Table 1 Overall sleep parameters by participant characteristics in the UK Biobank (mean ± SD) for overnight sleep duration, non-rapid-eye-movement sleep (NREM), rapid-eye-movement sleep (REM) and sleep efficiency

Full size table

We found expected sleep-wake patterns in population subgroups. For example, timing of the sleep opportunity for participants with a self-reported “morning” chronotype was about 1 h earlier when compared with those that had a self-reported “evening” chronotype (Fig. 3a). We saw similar but shorter phase advance (~30 min) in participants who were most physically active compared to the participants that were least physically active (Fig. 3b).

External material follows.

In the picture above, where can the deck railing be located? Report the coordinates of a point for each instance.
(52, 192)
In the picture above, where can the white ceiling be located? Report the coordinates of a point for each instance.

When comparing groups that had a history of self-reported insomnia symptoms versus those who did not, we found that participants with a history of insomnia symptoms were less likely to be in REM sleep on average during the overnight sleep window (Fig. 3c, d). Participants with a history of self-reported insomnia symptoms tended to have a longer overnight sleep duration but with a lower sleep efficiency (Supplementary Fig. 21). The sleep architecture for different population subgroups were similar between weekdays and weekends, with a slight phase delay over the weekend (Supplementary Fig. 22).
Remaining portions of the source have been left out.